Cameroon’s government anticipates it needs to build at least one million homes to house its population adequately. The state-owned Société Immobilière du Cameroun (Cameroon Real Estate Company or SIC) was founded in October 1952 and is the centrally funded company responsible for solving the public housing problem. It also works in partnership with local private construction companies in order to handle large scale projects and to train the local workforce of engineers and technicians.
The authorities hope to attract foreign investors to the booming construction sector. “Our needs today stand at nearly one million homes but for the major cities such as Douala and Yaoundé we need at least 300,000 homes. The rest will be constructed all over the country,”comments the General Director of the SIC, Gilles Belinga.

OPEN HOUSE
SIC is organizing building tenders through a bidding process open to national and international companies.

Although he was trained as an engineer, Mr Belinga gained investment experience in the country’s banking sector before being in charge of the Cameroon Model Corporation. He has also been director of the Hilton Project. “I
supervised its design and construction and when I finished, I was appointed to the Cameroon Real Estate Company.” Today, Mr. Belinga sees his responsibility as providing social housing and managing real estate resources in such a way that a greater number of Cameroonians can own their own homes.
“When you want to make social accommodation you need a state contribution, and so interested investors must work with the government. We are looking at the United States model where the government brings in 80% of the funding and the individual contribution is 20%,” he says. International aid companies have helped fund housing projects in the past. To maintain the current boom, the SIC is seeking to attract private construction partners as far away as the U.S., but more realistically, such joint ventures will come from within the country’s own home-grown construction sector. “Our objective is to build 100,000 homes in the next 5 to 10 years and we need private operators to achieve this”, comments Mr. Belinga, adding that the state will organize tenders through a bidding process open to national and international construction companies.

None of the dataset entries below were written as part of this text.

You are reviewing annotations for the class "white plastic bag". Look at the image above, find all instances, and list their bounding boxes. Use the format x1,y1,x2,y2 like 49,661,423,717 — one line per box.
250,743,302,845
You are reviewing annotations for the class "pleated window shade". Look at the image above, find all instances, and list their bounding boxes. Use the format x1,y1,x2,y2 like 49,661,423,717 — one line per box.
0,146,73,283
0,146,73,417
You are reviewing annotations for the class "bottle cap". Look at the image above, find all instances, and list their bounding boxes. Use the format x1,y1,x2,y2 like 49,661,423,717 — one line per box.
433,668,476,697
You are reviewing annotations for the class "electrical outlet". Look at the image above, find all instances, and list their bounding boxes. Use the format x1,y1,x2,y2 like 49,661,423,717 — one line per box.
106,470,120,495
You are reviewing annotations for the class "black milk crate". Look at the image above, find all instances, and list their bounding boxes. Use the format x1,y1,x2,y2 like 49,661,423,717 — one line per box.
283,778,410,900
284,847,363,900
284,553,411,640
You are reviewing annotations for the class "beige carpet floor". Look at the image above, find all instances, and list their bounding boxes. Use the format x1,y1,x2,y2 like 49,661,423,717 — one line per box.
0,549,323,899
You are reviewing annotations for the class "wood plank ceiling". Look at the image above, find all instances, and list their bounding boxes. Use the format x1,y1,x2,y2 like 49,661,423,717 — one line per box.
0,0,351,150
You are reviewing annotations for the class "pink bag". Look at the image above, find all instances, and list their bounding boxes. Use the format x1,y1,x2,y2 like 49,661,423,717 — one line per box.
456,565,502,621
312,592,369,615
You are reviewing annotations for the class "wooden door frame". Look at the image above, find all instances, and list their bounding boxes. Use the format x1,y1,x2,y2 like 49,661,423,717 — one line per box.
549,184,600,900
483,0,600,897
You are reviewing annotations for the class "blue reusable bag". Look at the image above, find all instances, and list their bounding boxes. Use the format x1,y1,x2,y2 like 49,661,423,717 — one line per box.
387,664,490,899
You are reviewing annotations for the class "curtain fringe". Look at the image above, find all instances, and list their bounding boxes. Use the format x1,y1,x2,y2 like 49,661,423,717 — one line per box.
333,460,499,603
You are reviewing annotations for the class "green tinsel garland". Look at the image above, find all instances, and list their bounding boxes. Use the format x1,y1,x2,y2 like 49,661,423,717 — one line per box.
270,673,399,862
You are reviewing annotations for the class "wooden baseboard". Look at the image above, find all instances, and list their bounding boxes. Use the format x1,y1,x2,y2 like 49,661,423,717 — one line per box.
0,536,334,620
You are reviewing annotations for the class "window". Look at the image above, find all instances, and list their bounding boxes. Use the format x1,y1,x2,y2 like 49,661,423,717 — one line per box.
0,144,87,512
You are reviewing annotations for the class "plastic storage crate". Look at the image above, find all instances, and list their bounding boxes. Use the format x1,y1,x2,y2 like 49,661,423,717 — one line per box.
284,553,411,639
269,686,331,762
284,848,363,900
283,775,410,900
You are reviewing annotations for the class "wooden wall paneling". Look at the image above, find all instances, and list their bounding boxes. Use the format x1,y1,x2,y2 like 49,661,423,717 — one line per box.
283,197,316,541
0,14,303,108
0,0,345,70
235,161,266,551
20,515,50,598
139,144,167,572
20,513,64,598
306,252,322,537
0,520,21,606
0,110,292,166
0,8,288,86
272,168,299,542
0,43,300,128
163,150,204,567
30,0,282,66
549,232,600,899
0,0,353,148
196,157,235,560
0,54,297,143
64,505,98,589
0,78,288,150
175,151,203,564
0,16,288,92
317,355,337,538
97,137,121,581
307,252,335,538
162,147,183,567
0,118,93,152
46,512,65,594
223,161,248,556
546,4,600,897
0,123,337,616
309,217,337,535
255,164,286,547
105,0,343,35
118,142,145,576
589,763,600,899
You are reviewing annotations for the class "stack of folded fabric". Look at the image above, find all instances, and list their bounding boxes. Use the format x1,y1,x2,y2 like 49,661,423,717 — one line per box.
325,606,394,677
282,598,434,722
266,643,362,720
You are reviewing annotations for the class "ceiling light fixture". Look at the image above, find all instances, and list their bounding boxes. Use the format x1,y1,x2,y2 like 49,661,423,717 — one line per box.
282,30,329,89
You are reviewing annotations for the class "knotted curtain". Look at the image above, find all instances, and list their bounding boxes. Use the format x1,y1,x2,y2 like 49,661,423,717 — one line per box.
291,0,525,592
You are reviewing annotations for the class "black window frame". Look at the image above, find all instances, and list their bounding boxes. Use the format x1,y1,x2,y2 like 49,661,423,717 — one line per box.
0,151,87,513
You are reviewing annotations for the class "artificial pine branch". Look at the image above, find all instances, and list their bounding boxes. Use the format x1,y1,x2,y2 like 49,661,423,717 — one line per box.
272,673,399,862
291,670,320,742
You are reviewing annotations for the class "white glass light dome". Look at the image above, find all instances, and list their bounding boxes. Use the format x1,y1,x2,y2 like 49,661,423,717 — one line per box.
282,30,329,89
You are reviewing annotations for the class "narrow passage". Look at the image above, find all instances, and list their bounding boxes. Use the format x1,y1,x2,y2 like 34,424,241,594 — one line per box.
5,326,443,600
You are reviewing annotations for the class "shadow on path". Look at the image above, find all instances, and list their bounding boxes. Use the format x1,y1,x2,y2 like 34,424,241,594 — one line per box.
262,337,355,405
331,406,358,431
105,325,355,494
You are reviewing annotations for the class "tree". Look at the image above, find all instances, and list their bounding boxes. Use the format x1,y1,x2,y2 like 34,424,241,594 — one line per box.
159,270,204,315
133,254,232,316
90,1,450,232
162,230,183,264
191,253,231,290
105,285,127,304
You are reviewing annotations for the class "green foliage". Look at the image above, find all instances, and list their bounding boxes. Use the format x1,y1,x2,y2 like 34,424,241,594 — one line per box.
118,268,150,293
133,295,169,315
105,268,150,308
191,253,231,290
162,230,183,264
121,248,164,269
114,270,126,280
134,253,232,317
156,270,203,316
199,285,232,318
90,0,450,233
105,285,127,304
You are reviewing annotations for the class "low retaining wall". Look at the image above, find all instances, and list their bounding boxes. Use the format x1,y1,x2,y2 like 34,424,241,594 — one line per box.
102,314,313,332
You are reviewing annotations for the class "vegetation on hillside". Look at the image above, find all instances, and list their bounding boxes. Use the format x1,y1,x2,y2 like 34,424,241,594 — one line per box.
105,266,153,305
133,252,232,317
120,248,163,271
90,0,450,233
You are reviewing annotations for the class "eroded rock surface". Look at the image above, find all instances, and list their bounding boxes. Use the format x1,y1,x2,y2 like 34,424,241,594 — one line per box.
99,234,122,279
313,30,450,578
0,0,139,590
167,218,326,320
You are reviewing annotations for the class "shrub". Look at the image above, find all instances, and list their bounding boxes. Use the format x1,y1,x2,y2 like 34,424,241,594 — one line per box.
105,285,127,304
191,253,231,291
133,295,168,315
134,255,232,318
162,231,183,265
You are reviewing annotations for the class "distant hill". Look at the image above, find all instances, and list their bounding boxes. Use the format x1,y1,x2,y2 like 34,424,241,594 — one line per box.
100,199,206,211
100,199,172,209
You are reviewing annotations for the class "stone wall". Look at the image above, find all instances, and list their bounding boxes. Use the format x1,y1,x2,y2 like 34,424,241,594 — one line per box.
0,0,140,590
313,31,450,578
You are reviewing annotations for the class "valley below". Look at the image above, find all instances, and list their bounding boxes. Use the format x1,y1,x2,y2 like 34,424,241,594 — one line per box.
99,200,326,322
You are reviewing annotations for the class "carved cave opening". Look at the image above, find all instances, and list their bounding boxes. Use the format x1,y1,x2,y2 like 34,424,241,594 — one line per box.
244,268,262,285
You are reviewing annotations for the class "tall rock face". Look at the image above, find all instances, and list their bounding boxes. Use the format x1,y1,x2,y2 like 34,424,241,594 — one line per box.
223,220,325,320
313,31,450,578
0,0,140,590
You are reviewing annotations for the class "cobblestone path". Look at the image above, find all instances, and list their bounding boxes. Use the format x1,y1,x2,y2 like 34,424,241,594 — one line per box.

SIC’s objective is to build 100,000 homes in the next 5-10 years with private help


Emmanuel Mukam
Emmanuel Mukam
President of Cacoco

One of the main private and local construction companies particularly interested in this ambitious program is Cacoco (Compagnie africaine de conception et de construction en bâtiments et travaux publics). Cacoco was founded in 1985 and began as a subcontractor for major international companies. It then moved on to the building of municipal and industrial equipment before managing large scale projects, such as the headquarters of the company Cellucam at Edea and the Hevecam complex near Kribi.
Cacoco’s president, Emmanuel Mukam, prides himself on its business-like, disciplined approach. “We care for quality and devote a lot of time to the training of our workforce”, points out this engineer who spent eight years working for foreign companies before setting up his own company. The reputation of Cacoco has led the company to handle projects abroad. It is now working on a project in Mali where “thirty of our engineers and technicians are training local teams”, points out Mr. Mukam.

In spite of its successes on both the national and international markets, Cacoco still lacks capital and, like many companies in Cameroon, it is looking for new partnerships. “Our funds are not yet solid,” points out Mr. Mukam. “We would like to be attached to a bank, to materials manufacturing companies, and to real estate promotion companies, in order to grow sufficiently and become a full fledged building industry.”